- Died: 24 June 1599 Lucerne
- Spouse(s): Dorothea Sonnenberg Magdalena Tamman Barbara Stocker

= Jost Holdermeyer =

Lucerne politician and entrepreneur

Jost Holdermeyer (died 24 June 1599) was a Lucerne politician and entrepreneur. He served in various civic and administrative roles in the Old Swiss Confederacy.

== Political career ==

Holdermeyer was a member of the Grand Council of Lucerne from 1565, then of the Small Council (1569–1599), and served as avoyer in 1599 and treasurer from 1576 to 1599. He also held the position of bailiff (Landvogt) of Habsburg (1567–1569) and of Entlebuch (1571–1573).
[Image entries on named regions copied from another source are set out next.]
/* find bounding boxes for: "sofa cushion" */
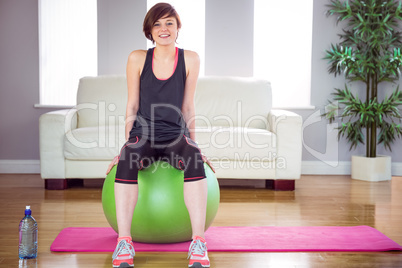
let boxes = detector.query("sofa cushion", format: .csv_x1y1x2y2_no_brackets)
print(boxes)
196,127,276,161
76,75,127,128
195,77,272,129
64,126,124,160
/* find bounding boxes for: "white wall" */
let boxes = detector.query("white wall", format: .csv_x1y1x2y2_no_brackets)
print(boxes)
0,0,402,174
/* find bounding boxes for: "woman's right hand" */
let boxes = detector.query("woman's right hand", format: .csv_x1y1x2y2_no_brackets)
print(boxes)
106,155,119,175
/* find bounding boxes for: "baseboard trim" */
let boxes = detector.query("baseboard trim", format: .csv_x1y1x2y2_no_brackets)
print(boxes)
0,160,40,174
302,161,402,176
0,160,402,176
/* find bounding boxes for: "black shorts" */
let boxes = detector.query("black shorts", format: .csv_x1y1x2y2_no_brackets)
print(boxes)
115,135,206,184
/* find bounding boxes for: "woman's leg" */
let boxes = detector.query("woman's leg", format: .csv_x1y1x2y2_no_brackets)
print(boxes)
184,179,208,237
114,183,138,237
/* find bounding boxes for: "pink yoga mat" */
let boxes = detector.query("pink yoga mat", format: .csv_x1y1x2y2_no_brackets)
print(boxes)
50,226,402,252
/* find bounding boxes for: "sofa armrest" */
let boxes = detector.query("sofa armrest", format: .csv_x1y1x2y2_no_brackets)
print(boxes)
39,109,77,179
268,110,303,179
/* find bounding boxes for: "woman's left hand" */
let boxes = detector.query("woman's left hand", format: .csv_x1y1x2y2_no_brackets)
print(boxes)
201,153,216,173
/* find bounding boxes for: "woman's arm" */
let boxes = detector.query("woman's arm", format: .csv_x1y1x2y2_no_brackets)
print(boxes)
125,50,146,141
181,50,200,141
106,50,146,174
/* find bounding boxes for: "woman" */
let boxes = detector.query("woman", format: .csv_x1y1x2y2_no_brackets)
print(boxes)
107,3,210,267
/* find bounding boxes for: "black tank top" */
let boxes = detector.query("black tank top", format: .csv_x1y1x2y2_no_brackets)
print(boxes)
130,48,190,141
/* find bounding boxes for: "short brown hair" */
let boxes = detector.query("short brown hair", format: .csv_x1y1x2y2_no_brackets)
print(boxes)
143,3,181,43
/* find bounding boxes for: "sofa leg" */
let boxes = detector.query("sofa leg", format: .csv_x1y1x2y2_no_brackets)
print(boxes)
45,179,68,190
265,180,295,191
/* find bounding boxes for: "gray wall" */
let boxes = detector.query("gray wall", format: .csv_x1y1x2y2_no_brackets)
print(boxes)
0,0,402,165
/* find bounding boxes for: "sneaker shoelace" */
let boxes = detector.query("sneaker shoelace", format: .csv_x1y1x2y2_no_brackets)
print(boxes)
112,240,135,260
187,240,207,259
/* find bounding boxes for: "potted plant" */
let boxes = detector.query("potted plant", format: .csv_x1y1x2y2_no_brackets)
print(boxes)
323,0,402,181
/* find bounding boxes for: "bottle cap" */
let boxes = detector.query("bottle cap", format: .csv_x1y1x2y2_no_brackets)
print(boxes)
25,206,31,215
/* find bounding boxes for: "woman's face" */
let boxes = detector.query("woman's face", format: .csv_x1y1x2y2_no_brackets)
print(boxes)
151,17,179,45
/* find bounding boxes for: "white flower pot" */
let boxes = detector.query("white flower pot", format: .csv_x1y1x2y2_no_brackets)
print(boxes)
352,155,391,181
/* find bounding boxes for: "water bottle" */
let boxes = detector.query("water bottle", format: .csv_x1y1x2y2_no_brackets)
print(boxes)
19,206,38,259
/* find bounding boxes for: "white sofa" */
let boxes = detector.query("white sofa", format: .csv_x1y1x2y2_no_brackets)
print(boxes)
39,76,302,190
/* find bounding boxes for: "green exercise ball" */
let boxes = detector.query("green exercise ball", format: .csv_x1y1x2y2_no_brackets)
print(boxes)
102,161,220,243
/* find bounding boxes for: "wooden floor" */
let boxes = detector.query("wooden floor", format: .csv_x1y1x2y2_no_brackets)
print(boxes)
0,174,402,268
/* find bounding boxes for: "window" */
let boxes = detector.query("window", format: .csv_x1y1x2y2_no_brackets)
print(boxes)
147,0,205,76
254,0,313,107
39,0,98,106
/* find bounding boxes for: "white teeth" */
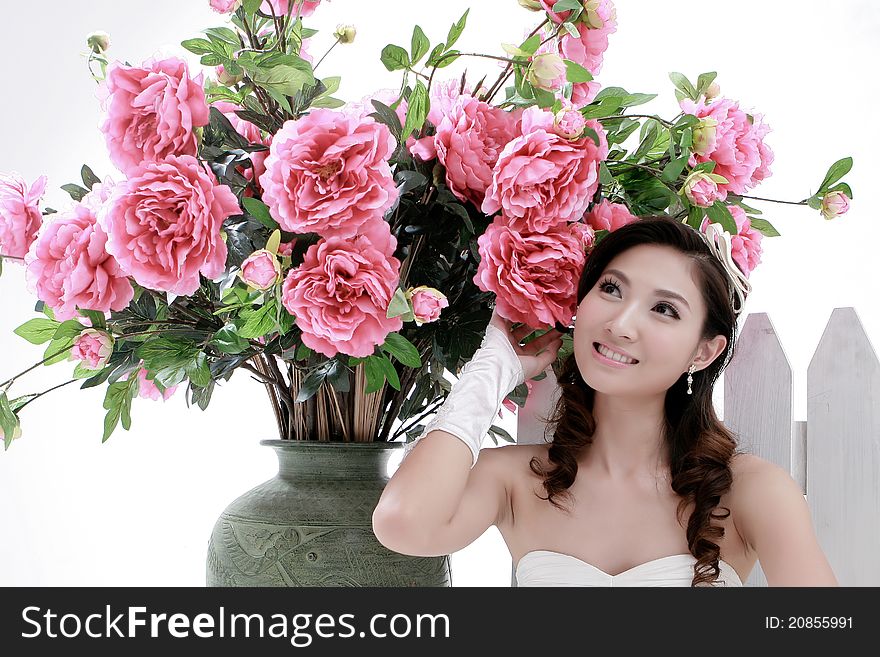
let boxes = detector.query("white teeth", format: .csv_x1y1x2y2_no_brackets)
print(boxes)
599,344,636,365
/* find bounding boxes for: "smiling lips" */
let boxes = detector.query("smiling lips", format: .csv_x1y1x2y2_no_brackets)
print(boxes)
593,342,639,365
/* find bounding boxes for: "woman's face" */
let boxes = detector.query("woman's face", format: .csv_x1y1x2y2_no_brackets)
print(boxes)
574,244,727,397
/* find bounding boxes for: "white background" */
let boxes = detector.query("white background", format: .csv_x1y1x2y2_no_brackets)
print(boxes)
0,0,880,586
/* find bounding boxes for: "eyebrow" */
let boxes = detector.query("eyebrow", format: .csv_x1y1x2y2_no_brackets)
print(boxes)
605,269,691,310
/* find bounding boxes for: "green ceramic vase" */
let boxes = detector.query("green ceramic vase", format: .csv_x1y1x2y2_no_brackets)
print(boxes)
207,440,451,586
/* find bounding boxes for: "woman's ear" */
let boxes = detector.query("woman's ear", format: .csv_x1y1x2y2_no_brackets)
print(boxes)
693,335,727,370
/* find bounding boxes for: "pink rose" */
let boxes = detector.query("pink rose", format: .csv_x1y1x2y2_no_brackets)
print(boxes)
101,155,241,296
0,172,46,258
584,198,638,232
482,107,608,232
260,109,397,237
405,285,449,326
119,361,177,401
239,249,281,290
24,203,134,320
281,221,403,357
819,192,849,219
212,100,272,196
260,0,329,18
559,0,617,76
474,215,592,328
211,0,241,14
700,205,764,277
413,94,516,207
681,171,727,208
68,328,114,370
101,57,209,173
680,98,773,201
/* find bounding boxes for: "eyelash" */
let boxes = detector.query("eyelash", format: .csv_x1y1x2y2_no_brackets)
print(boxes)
599,278,681,319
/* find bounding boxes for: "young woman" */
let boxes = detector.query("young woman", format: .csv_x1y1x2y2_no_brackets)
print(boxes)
373,217,837,586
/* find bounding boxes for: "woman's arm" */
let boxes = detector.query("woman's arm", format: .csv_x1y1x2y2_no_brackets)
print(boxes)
734,455,838,586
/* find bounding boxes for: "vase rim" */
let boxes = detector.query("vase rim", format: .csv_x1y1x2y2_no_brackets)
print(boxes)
260,438,404,450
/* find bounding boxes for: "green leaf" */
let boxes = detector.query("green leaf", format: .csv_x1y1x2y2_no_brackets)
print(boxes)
410,25,431,66
749,217,779,237
706,201,738,235
13,317,61,344
184,351,211,388
660,156,688,182
380,333,422,369
563,59,593,83
669,72,699,100
79,164,101,189
817,157,852,194
380,43,410,71
241,196,278,230
135,336,199,372
697,71,718,96
180,39,215,55
401,80,431,139
446,9,470,48
238,299,275,338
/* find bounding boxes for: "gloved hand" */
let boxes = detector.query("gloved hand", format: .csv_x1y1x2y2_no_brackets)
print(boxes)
403,311,562,467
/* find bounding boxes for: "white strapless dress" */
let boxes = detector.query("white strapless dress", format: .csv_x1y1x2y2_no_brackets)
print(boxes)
516,550,742,586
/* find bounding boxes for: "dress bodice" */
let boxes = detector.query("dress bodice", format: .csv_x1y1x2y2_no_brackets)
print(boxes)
516,550,742,586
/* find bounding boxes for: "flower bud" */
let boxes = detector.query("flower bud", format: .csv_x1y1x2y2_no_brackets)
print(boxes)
238,249,281,290
404,285,449,326
526,52,566,91
819,192,849,220
703,82,721,100
553,105,587,139
333,25,357,43
691,116,718,156
86,32,110,55
67,328,114,370
682,171,720,208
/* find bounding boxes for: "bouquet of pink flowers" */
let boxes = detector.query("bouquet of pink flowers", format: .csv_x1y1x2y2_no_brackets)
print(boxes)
0,0,852,448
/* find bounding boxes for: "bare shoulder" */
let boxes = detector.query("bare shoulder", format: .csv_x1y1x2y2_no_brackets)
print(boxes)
730,454,837,586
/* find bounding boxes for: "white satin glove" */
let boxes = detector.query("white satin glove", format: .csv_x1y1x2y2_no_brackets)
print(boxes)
403,324,525,468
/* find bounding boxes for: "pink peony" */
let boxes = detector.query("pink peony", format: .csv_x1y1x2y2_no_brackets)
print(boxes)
260,109,397,237
819,192,849,219
700,205,764,277
68,328,113,370
0,172,46,258
559,0,617,76
680,98,773,200
584,198,638,232
412,94,516,207
281,221,403,358
101,57,208,173
260,0,329,18
239,249,281,290
482,107,608,232
212,100,272,196
101,155,241,295
119,361,177,401
211,0,241,14
24,203,134,320
406,285,449,326
474,215,592,328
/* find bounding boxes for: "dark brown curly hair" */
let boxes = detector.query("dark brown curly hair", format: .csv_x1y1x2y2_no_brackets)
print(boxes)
530,216,737,586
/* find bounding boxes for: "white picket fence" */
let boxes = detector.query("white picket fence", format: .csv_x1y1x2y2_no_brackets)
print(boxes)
517,308,880,586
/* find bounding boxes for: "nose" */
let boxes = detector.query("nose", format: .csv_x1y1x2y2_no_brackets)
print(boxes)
605,303,636,341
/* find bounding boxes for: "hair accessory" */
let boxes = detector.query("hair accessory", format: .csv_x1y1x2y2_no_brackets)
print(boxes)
688,363,697,395
697,223,752,315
== Administrative and religious roles ==

He served as administrator of Saint-Jost in 1570 and as councillor to the Bishop of Basel in 1594. Holdermeyer was among the first to support the establishment of the Jesuits (college) in Lucerne.

== Economic activities ==

Holdermeyer owned several estates, orchards, vineyards, and two houses. As an entrepreneur, he had sawmills built on two of his estates, protected by a monopoly (1567, 1594), and in 1587 purchased the city forge of Lucerne together with Jost Krepsinger for 1,000 florins. He was a rentier and a member of the Safran guild (Gesellschaft zu Safran).

== Bibliography ==
- K. Messmer, P. Hoppe, Luzerner Patriziat, 1976.